Benefits and Applications for Photochemical Etching

This is also known as photochemical machining, an uncommon subtractive machining process that is capable of shaping metal workpieces through photographic and chemical techniques. The photochemical process is done by exposing the material to a chemical solution and selectively corrode areas to attain desired design of the workpiece. Shenzhen Yanming Plate Process Co., Ltd. manufactures the best metal etched components. The company provides a highly accurate manufacturing process suitable where high precision of metal parts is required.

Photochemical Etching Advantages

Photochemical Etching has numerous advantages. Compared to other conventional machining processes, it is cost-effective and faster to produce. The process is capable of producing parts with high precision that other conventional machining techniques are incapable of and inherently burr-free. Photochemical Etching has thickness limitations. For most materials, photochemical Etching can only effectively process materials with 2mm thickness and 6mm for copper. In the process, it generates a large volume of chemical emissions. If not handled properly, it can be a harmful effect on the operator and environment.

Photochemical Application

Photochemical etching products are suitable in industries where high precision of part is required, such as:

Aerospace components

Aerospace devices such as radar and telescopes use the photochemical product. It is also used for Aerospace components with a thickness of 0.0005" to 0.062" while other conventional processes are incapable of processing.

Medical

They are usually utilized in medical equipment and microscopes.

 

Electronics

 They are used in circuit boards, battery components, cell phone parts and electronics gaskets, and other products requiring an exact fitting enclosure.

 

Decorations 

Examples are jewelry with complicated and intricate designs.
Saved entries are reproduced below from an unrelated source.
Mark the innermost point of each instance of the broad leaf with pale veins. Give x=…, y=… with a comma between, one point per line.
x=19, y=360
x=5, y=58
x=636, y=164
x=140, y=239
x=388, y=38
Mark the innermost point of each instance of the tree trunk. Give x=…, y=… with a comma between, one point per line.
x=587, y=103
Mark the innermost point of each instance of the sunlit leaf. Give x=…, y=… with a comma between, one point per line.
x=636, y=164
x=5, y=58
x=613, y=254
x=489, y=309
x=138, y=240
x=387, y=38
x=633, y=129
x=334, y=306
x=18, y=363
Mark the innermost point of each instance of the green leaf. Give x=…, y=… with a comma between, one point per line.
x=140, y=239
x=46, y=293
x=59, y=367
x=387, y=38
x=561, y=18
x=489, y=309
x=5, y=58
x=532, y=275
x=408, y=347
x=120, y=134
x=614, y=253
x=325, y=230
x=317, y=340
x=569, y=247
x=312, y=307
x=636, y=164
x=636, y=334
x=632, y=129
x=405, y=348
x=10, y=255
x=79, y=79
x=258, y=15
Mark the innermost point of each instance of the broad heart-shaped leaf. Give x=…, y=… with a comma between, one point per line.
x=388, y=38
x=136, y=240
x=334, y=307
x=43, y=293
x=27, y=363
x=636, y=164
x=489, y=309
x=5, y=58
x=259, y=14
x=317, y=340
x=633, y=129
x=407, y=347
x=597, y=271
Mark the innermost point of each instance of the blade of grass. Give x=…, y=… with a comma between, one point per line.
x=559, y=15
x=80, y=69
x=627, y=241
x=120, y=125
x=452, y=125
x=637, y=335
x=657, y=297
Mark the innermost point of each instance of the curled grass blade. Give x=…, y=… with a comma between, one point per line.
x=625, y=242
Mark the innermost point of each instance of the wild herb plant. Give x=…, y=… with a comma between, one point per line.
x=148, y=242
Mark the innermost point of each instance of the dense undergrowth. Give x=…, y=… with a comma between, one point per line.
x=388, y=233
Photochemical Etching Procedures

The primary procedures involved in photochemical Etching are:

 

• Photo-tool Plotting

 The first procedure by which the design is drawn using Computer software is then turned into a suitable file format. In photo-tool plotting, certain tolerances must be considered.

 

• Material Preparation

 Subsequent to selecting the right type of material, the material/workpiece is shaped and cleaned. This is to ensure no foreign material is gathered from the previous process. There are two types of cleaning, mechanical cleaning, and chemical cleaning. Chemical cleaning is more efficient because mechanical cleaning typically damages the material/ workpiece. Chemical cleaning is a process wherein the material/workpiece is submerged in a chemical solution. Mechanical cleaning is done by scrubbing material manually or mechanically.

 

• Photoresist Coating

 This is the process of adding photoresist coating to the different regions of the workpiece. Photoresists are light-sensitive. When exposed to Ultraviolet rays, the coating becomes soluble or insoluble. It serves as the protection of material against etching chemical solution, leaving the coated regions behind. In this process, the photoresist regions are either exposed or protected by the photo-tool.

 

• Soft Bake

After the application of photoresist coating, the material is directly baked to vaporized the remaining solvents. The process‘s temperature must be monitored as a high evaporation rate can generate bubbles and soon create void space in the photoresist coating.

 

• Alignment

 Always check the photo-tool alignment, especially for multi-layered patterns.

 

• Exposure

 The exposure process is usually done using ultraviolet waves at different wavelengths. In this process, the wavelength is controlled as the photoresist material only react at a certain wavelength. Listed below are some of the photoresist techniques:

 

Contact Exposure – A technique with 1:1 image scaling. In this process, the uniform light intensity is required. Faster and relatively simpler compared to other techniques because the workpiece is exposed.

Proximity exposure – Similar to Contact exposure, they both follow 1:1 image scaling. Suitable in textured substrates that space between mask and photoresist material is required.

Laser Direct Imaging - A process where photo-tool is no longer required. It uses a laser beam to expose regions on the photoresist pixel-by-pixel directly.

 

• Post Exposure Bake (PEB)

 PEB is an optional procedure that can be achieved by exposing the material to a certain temperature. Temperature variation depends on the type of phot-resist used. In some materials, PEB is a necessary procedure as it completes the photoreaction initiated by the Exposure process by thermally yielding the chemical reaction.

 

• Developing

 Developing is a process where tight precision in time and temperature is required due to photoresist sensitivity. The photoresist is submerged into a developer, usually an alkaline solution for positive photoresists and organic solvent for negative photoresists.

 

• Hard Bake

This phase involves the removal of the solvent, water, and other chemicals. The hard bake procedure is usually done by washing the material with distilled water and blow-drying. After the drying process, it is exposed to high temperatures. This process aims to guarantee the material‘s thermal, chemical and physical stability for the proceeding processes.

 

• Etching Process

 A process where the unprotected regions are removed using chemical agents or solutions, leaving the designed product behind. There are two types of an etching process, the wet and dry Etching.

 

• Photoresist removal

 After the etching process, after completing the desired material design, the photoresist material is then removed. The process must be done as quickly as possible. This can be done by using different varieties of solvents such as Acetone.